In the following example we want to generate a normalized table with 3 rows and 4 columns.

  • The rows are based on the "A" record_path, which has two sub-sets, A1 and A2. There are three sets of A data: (101, 102); (111, 112); and (201, 202).
  • The meta data are based on columns "B", and "C1"
json_data = [
    {
        "A": [
            {"A1": 101, "A2": 102},
            {"A1": 111, "A2": 112}
        ],
        "B": 103,
        "C": {"C1": 104}
    },
    {
        "A": [
            {"A1": 201, "A2": 202}
        ],
        "B": 203,
        "C": {"C1": 204}
    }
]

df = pd.json_normalize(json_data, record_path="A", meta=["B", ["C", "C1"]])
df
A1 A2 B C.C1
0 101 102 103 104
1 111 112 103 104
2 201 202 203 204
CautionCode Challenge 4.3.2

Use the json_normalize function to tabularize this JSON data:

https://raw.githubusercontent.com/mafudge/datasets/refs/heads/master/json-samples/employees.json

The final table should have these columns: dept, age, firstname, lastname.

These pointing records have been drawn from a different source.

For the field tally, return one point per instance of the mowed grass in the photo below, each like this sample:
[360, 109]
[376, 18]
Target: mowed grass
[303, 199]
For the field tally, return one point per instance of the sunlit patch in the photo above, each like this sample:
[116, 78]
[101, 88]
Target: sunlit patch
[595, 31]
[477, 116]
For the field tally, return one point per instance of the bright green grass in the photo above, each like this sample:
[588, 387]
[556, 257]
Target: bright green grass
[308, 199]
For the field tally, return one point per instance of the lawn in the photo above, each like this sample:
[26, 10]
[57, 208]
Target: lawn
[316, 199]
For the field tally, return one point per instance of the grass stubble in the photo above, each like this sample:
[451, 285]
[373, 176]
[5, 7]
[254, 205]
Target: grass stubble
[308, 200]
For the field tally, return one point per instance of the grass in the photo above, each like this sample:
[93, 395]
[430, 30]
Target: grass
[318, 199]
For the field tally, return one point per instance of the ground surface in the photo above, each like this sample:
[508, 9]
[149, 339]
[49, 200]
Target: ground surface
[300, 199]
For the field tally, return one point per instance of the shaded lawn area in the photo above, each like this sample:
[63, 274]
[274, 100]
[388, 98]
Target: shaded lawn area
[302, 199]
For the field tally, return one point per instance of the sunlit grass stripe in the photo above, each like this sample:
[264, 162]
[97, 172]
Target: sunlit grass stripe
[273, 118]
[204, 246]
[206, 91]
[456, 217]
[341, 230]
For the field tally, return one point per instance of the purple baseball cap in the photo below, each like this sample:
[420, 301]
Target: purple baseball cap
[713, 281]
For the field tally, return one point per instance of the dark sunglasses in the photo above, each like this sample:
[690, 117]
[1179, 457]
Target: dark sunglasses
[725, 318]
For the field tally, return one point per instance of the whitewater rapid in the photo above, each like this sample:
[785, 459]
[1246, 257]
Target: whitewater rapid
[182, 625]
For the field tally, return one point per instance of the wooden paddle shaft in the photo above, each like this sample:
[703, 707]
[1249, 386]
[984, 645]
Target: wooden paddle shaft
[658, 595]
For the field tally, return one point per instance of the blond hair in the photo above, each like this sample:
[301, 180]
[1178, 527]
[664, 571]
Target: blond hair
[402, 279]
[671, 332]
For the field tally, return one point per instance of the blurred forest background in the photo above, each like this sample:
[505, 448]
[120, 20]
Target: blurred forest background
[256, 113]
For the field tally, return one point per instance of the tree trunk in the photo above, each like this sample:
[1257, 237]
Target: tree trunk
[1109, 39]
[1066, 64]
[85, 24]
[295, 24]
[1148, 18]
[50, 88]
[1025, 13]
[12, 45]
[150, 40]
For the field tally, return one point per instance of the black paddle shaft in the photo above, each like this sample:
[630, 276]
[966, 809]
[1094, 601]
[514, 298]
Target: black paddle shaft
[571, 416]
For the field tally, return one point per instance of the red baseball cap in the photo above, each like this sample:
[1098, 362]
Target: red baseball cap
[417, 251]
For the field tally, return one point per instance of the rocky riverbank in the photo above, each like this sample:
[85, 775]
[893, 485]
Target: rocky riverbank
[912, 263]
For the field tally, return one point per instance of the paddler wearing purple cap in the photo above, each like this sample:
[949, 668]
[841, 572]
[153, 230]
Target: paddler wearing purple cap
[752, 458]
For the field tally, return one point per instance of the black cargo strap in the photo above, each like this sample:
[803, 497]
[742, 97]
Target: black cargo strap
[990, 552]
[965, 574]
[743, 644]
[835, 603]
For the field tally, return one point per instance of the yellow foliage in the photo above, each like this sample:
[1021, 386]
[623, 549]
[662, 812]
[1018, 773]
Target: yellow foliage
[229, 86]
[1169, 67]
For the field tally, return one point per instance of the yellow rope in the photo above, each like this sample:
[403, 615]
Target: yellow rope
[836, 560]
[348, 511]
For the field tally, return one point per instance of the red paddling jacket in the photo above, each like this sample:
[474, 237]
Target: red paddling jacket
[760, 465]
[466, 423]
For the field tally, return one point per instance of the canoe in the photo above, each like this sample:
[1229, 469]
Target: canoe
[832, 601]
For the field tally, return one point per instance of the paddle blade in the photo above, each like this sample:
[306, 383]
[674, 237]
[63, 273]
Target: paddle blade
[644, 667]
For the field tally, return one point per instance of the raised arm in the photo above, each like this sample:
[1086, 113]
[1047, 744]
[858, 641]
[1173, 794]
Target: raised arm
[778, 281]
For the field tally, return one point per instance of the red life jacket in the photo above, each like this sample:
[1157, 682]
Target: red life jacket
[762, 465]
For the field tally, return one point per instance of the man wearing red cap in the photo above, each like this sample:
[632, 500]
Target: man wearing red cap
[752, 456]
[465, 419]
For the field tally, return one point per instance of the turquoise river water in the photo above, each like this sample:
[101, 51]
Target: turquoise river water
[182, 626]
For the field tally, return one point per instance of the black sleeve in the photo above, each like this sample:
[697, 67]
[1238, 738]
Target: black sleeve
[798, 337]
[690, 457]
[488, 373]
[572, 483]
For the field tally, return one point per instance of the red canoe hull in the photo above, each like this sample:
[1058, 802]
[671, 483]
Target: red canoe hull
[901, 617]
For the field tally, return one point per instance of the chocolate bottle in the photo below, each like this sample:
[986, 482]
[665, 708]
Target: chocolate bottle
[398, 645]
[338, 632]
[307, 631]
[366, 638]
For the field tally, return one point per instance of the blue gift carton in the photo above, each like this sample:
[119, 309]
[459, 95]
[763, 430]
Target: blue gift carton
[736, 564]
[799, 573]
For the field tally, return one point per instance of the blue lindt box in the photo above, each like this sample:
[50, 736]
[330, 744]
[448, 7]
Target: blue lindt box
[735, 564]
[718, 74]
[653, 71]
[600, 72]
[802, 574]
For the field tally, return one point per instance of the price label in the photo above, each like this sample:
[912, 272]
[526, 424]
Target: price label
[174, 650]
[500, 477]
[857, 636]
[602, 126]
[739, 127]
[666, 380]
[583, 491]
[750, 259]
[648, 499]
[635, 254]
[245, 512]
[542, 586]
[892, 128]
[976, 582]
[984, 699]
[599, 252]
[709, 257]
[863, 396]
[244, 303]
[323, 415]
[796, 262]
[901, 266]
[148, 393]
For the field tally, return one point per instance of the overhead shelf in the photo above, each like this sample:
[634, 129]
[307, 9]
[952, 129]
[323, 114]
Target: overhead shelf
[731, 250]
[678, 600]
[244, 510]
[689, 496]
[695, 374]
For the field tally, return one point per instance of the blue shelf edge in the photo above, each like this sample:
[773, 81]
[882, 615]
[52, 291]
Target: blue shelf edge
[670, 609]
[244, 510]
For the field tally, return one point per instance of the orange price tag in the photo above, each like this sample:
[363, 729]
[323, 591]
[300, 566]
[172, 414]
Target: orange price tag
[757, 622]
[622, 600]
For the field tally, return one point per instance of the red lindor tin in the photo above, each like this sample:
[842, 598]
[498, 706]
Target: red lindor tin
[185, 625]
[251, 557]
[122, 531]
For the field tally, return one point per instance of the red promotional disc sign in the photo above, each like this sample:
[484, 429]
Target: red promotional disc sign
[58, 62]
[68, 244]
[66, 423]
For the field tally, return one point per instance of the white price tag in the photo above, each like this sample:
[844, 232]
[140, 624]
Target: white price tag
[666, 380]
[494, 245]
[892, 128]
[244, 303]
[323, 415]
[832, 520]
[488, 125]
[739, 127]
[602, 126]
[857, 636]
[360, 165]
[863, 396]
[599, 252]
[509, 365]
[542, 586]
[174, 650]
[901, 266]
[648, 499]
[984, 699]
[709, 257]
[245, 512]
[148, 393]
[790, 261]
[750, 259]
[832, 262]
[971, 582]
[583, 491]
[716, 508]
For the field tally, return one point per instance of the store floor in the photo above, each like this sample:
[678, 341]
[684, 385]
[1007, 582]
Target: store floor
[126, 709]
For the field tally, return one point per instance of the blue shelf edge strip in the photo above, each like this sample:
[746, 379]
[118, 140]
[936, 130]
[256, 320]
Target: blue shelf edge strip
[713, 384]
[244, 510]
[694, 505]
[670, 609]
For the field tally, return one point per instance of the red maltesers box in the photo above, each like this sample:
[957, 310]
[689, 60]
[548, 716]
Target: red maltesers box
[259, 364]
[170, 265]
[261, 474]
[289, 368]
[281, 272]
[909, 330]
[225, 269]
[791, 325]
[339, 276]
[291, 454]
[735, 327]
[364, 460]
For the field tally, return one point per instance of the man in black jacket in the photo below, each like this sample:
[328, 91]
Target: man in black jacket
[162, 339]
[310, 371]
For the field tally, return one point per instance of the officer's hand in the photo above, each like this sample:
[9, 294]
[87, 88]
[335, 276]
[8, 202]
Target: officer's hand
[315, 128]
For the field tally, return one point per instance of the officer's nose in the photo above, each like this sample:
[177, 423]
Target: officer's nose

Hint: read the file using the requests module, like in the above example.

import requests
import pandas as pd

response = requests.get("https://raw.githubusercontent.com/mafudge/datasets/master/json-samples/employees.json")
employees = response.json()
employees_df = pd.json_normalize(employees, record_path=["employees"], meta=["dept"])
employees_df
firstName lastName age dept
0 John Doe 23 accounting
1 Mary Smith 32 accounting
2 Sally Green 27 sales
3 Jim Galley 41 sales

Reading Excel files

Excel files can be read using the read_excel() function. For example: pd.read_excel('file.xlsx', sheet_name=None)

Note

In order to use the read_excel method, you need to additional install the optional Pandas dependency openpyxl. To do that using pip, run:

pip install openpyxl

This will read in all sheets as a dict, with the sheet names as the keys and the values as Pandas DataFrames representing the contents. An example using this with Streamlit:

import streamlit as st
import pandas as pd

st.title("Excel Example - multiple sheets")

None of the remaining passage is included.